How the truckers' infrastructure plan runs counter to Trump's

WASHINGTON – The American Trucking Association wants the administration and Congress to create a Build America Fund that would be backed by fuels fees and generate $340 billion over 10 years to modernize the nation’s deteriorating network of highways and bridges.

The fund would be supported by a 20-cent-per-gallon federal user fee – phased in at a nickel per year over four years -- that would be built into the wholesale price of all transportation fuels and collected at fuels terminals. Fuels would include natural gas as well as diesel and gasoline. The fee would be indexed to both inflation and improvements in fuel efficiency, with a 5% annual cap.

The ATA said on Wednesday that the Build America Fund would be a supplement, not a replacement, to the Highway Trust Fund and would be an alternative to tolling and public-private partnerships.

The ATA’s proposal is similar to the 25-cent-per-gallon increase in fuels taxes in the U.S. Chamber of Commerce’s four-point infrastructure plan released last week, but the Chamber would add the increased revenues to the HTF.
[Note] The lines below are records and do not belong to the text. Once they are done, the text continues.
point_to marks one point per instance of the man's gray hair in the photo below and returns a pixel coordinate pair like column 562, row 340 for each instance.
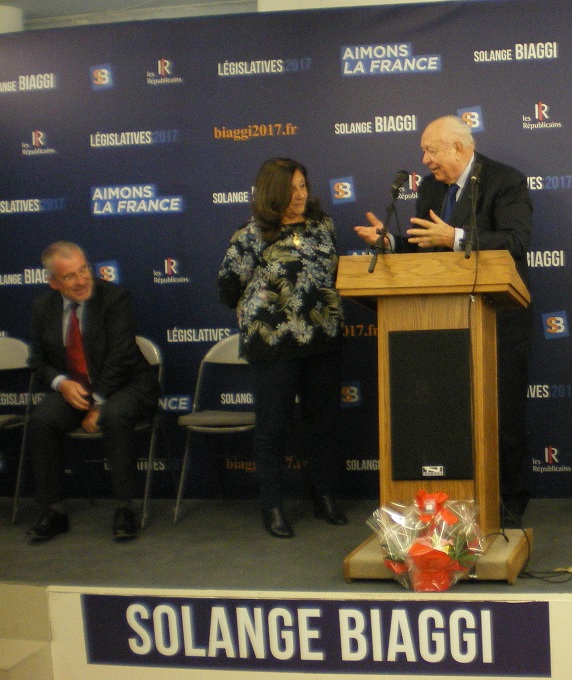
column 458, row 130
column 59, row 248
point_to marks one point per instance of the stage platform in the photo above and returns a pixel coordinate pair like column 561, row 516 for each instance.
column 219, row 550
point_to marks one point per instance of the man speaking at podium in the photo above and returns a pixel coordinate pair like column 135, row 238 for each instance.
column 461, row 181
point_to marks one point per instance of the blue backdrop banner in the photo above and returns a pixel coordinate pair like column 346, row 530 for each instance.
column 141, row 141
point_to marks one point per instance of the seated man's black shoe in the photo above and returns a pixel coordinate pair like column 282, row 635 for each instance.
column 326, row 508
column 50, row 524
column 124, row 524
column 276, row 524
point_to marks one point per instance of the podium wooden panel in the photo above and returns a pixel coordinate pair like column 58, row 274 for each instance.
column 436, row 291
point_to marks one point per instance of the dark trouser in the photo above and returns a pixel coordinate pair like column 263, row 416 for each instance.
column 316, row 381
column 53, row 417
column 513, row 348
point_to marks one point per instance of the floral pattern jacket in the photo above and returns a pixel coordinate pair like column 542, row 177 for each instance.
column 284, row 292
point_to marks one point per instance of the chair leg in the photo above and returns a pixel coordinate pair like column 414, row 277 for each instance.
column 22, row 458
column 148, row 476
column 21, row 463
column 182, row 478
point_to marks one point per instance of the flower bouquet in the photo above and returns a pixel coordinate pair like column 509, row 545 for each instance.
column 430, row 543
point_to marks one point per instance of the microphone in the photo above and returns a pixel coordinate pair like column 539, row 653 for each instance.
column 400, row 179
column 470, row 234
column 475, row 174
These proposals are being released before President Trump offers his infrastructure plan later this month or in February but they run counter to a purported draft of that plan.

The draft, leaked earlier this week, called for an expansion of tolling on interstates and initiatives for private investment but made no mention of the HTF, drawing complaints from these groups, other transportation advocates, and some lawmakers.

“A 21st century transportation network cannot be sustained with financial tricks and finance schemes – it requires real and substantial investment,” said Chris Spear, the ATA’s president and CEO.

“The Build America Fund is the most efficient – and conservative – way to generate infrastructure investment and adheres to the bedrock principal that users only pay for what they use,” he said.

“So-called ‘creative financing’ tools are a road to nowhere, as study after study shows the shortfalls of tolling and the unintended consequences that tolls impose on motorists and surrounding communities,” Spear said. “There is nothing ‘conservative’ about tolling.”

The ATA estimates the 20-cent user fee would only cost the average motorist $100 per year but would alleviate traffic congestion caused by failing infrastructure.

Los Angeles highway
The country's infrastructure needs are growing. (CalDOT photo)

The group said the trucking industry is already paying almost half of the funding tab for the nation’s highways, contributing 45% to HTF user fee revenue even though trucks account for only 14% of vehicle miles traveled on roads. But truckers are willing to pay more, it said.

“Through the Build America Fund, the trucking industry to would invest upwards of an additional $112 billion,” the ATA said.

The nation “is heading straight toward a highway funding cliff” because the Highway Trust Fund is will run out of money in fiscal 2021, the ATA said. With more fuel efficient cars and infrastructure needs, revenues are not keeping up with funding.

The HTF finances most of the federal government’s spending for highways and mass transit through grants to state and local governments. It is supported by a federal tax of 18.4 cents per gallon on gasoline and a tax of 24.4 cents per gallon on diesel fuel as well as related excise taxes, which have not been increased since 1993 in spite of inflation.

Congress has had to prop the HTF up with transfers of general funds. According to the ATA, by 2025, an estimated $88 billion will be needed to shore the HTF up to prevent a reduction in funding.

Tolling “is a waste of taxpayer money,” the ATA said. The administrative, collection and enforcement costs of a typical toll facility are between 12% and 33.5% of the revenue generated, it said. That compares to less than 1% of revenue for the collection of fuels taxes.

“Even worse, many public-private partnerships (a code word for tolls) are operated by multi-national corporations putting
Americans’ hard-earned dollars in the pockets of foreigners,” the group said.

A national survey of 800 registered voters conducted in June 2017 showed that only 23% preferred tolls while 57% supported user fees, according to the ATA.